Retired Canadian-American actor, Michael J. Fox, has revealed how he went deeper into alcoholism after he was first diagnosed with Parkinson’s disease.
Fox was diagnosed with parkinson’s in 1991 and the first seven years after the diagnosis were spent in denial and depression, according to the documentary “Still: A Michael J. Fox Movie,” which premiered Sunday, January 22 comes at the Sundance Film Festival.
He says after the diagnosis he started taking dopamine pills while he worked on films and television projects.
The pills are used for Parkinson’s, which is characterized by a loss of dopamine that causes tremors and other uncontrollable movements and progresses slowly over time as the affected neurons die.
Fox says he washed the pills down with alcohol, timing everything to keep his acting intact.

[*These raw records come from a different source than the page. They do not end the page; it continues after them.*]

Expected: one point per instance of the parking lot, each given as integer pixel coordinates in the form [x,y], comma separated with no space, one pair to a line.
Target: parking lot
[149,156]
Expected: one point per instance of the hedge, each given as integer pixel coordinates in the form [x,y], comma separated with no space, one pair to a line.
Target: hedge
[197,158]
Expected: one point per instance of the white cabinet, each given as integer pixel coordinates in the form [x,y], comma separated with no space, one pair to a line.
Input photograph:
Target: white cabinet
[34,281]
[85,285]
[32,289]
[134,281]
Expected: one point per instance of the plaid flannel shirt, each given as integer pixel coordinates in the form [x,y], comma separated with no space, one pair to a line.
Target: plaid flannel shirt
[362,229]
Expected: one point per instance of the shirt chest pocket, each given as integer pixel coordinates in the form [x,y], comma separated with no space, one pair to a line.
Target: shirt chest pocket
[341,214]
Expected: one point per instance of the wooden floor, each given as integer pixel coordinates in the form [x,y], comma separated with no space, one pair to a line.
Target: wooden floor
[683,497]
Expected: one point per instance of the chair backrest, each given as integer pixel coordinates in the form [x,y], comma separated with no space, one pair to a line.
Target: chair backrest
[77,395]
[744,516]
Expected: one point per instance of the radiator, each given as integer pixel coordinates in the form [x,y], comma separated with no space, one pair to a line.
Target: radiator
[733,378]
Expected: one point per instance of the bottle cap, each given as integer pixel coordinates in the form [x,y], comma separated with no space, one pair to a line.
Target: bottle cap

“Therapeutic value, comfort – none of these were the reason I took these pills. There was only one reason: to hide,” Fox says in the documentary, according to USA Today.
“I became a virtuoso of manipulating drug intake so that I’d peak at exactly the right time and place.”
He got sober 30 years ago and then went public with his diagnosis in 1998. In 2000, he founded the Michael J. Fox Foundation for Parkinson’s Research, which is dedicated to finding a cure.
The documentary director Davis Guggenheim, who won an Oscar for the 2006 documentary “An Inconvenient Truth,” goes with him to doctor visits and keeps filming even when Fox falls down.
The documentary, which will air on Apple TV+ later this year, chronicles Fox’s advocacy, as well as his career and life in general.
His optimism in the face of a devastating brain disorder is part of what moved the audience at the premier on Sunday, January 22 to give him a standing ovation when he took to the stage.
“When I look at the film, the thing that screams at me with how lucky I’ve been and how successful my life has been is the stuff with my family,” Fox told Variety at the premiere. “It’s such joy.”